Second, the private sector has responded in a helpful way. This has been especially true in the short run. Thus, notes the WEO, “households and businesses front-loaded their consumption and investment in anticipation of higher tariffs”. Moreover, implementation delays allowed businesses to postpone price changes. In addition, exporters and importers absorbed some of the price increases. Nevertheless, pass-through is occurring. Tariffs are a damaging tax: they will in the end distort the structure and growth of world output.
Third, stock markets have continued to be buoyant and financial conditions to remain supportive more broadly. Part of the reason for this, notably in the US, is the AI investment boom. Whether this is rooted in reality or is the sort of bubble that has too often accompanied such innovation is unknown.
The fourth feature seems to be particularly true of emerging economies. Many have learnt from painful past experience and so have pursued more disciplined fiscal and monetary policies than they used to do. That is the theme of chapter two of the WEO. The problem is that external conditions are unlikely to get easier for many of them. China is grappling with US hostility and domestic weaknesses. Brazil and India have been hit by the criminally high US tariffs of 50 per cent. In the case of Brazil, this is largely because, remembering its military dictatorships, its courts have put its would-be dictator, Jair Bolsonaro, in prison for 27 years. Why should Trump detest this so much?
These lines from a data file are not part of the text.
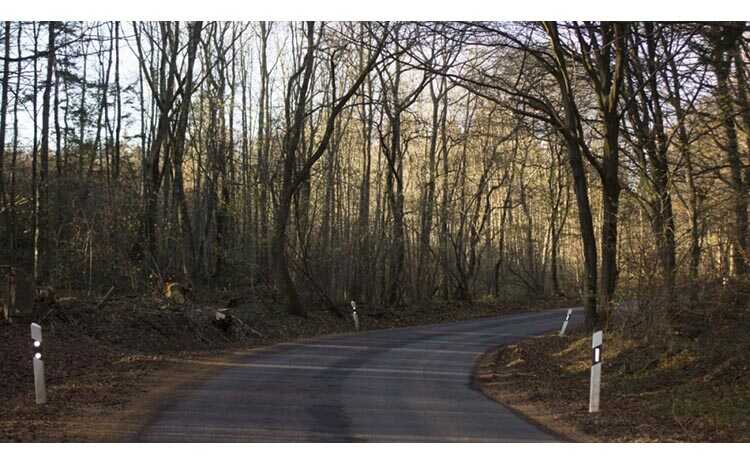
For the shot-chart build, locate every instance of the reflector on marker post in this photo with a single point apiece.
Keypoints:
(355, 317)
(39, 385)
(565, 323)
(596, 371)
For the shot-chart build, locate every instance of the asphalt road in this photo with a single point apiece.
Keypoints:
(399, 385)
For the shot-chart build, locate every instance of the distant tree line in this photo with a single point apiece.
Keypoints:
(391, 163)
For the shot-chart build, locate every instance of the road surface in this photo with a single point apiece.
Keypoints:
(398, 385)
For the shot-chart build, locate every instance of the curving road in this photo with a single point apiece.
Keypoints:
(399, 385)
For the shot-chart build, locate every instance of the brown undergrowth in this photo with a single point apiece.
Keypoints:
(684, 377)
(109, 366)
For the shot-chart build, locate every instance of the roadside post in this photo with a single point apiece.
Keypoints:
(39, 386)
(355, 317)
(565, 323)
(596, 371)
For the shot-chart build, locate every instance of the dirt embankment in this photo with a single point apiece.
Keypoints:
(688, 381)
(108, 366)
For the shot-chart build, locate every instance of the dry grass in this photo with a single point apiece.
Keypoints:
(684, 381)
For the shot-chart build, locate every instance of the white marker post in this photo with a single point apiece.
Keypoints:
(355, 317)
(39, 386)
(596, 371)
(565, 323)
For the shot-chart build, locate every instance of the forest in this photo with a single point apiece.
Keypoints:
(391, 163)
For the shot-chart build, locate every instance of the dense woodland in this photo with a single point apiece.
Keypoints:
(389, 163)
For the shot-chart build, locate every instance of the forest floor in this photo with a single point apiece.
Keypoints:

At a time such as this, when the world system is being overturned, it is dangerous to have confidence in what lies ahead. As the IMF notes, there are plenty of fragilities, notably those fiscal deficits and debts. It notes, for example, that the US general government fiscal-balance-to-GDP ratio is expected to deteriorate by 0.5 percentage points in 2026, largely owing to “the passage of the One Big Beautiful Bill Act (OBBBA) and despite an offset of about 0.7 percentage point of GDP from projected tariff revenues”. This also makes big reductions in global current account imbalances rather unlikely, though the IMF forecasts modest reductions.
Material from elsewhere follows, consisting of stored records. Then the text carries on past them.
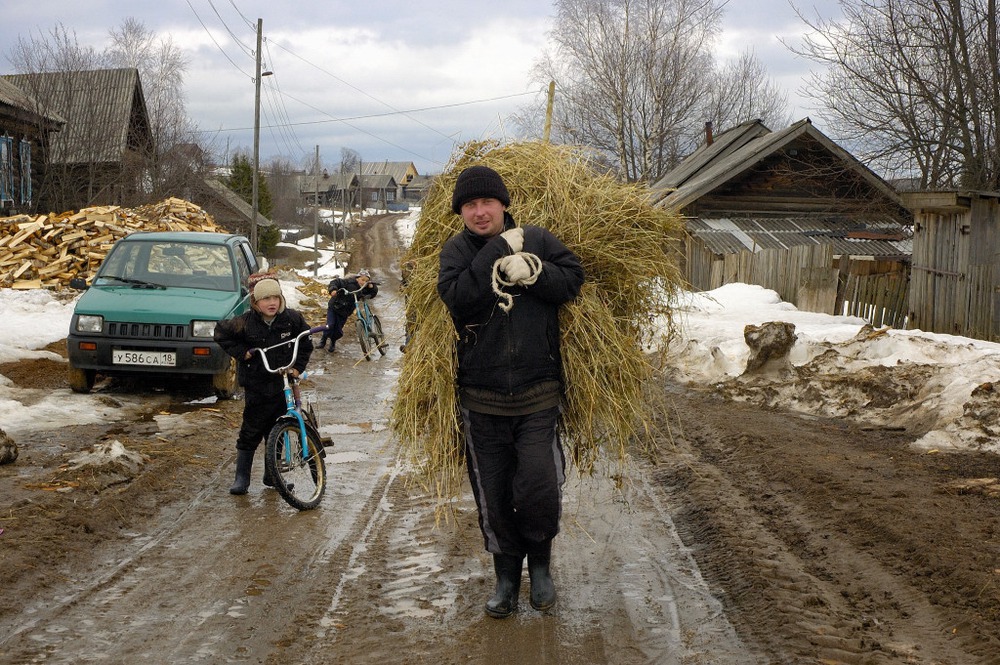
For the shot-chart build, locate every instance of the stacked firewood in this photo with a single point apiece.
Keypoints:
(47, 251)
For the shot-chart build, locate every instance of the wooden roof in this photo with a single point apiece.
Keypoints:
(105, 112)
(401, 172)
(24, 106)
(736, 152)
(232, 201)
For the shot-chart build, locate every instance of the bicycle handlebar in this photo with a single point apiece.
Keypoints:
(356, 291)
(295, 350)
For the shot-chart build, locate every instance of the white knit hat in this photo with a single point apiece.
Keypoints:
(267, 288)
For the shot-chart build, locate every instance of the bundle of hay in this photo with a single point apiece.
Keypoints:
(628, 250)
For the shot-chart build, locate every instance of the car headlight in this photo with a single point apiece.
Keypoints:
(203, 329)
(89, 323)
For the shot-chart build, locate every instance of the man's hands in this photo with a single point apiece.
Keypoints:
(516, 268)
(514, 238)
That, in turn, would presage further skirmishes in the global trade war, especially between the US and China. Quite apart from Trump’s tendency to view any bilateral trade surplus as proof that its partner is ripping the US off, China is also viewed as an all-round strategic competitor. The US is particularly upset that China uses its trade muscle in these fights. Scott Bessent, US Treasury secretary, has accused China of trying to hurt the world’s economy after Beijing imposed sweeping export controls on rare earths and critical minerals. So, how does Bessent imagine US victims feel about the trade war being waged upon them?
The meetings of the IMF and the World Bank are an opportunity not only to consider the overall state of the global economy and the salient risks of further disruption, but particularly to focus on the condition of the poorest countries and people. The WEO notes that “the world’s poorest economies, including those suffering from prolonged conflict, are particularly at risk of seeing their growth momentum decelerate”. One of the reasons for this is cuts in grants and concessional lending. The abrupt closure of USAID is likely to be particularly significant for health. A sobering study published in The Lancet concludes that the dismantling of the agency “could result in more than 14mn additional deaths by 2030”.

The IMF and World Bank were created in 1944 to establish the principle of global economic co-operation. The need for this has most certainly not ended. It is encouraging that the US remains a member. The challenges ahead are huge, not least the need to maintain economic progress at a time of such geopolitical upheaval. No country, however powerful, will be immune if the global economic system blows up, instead.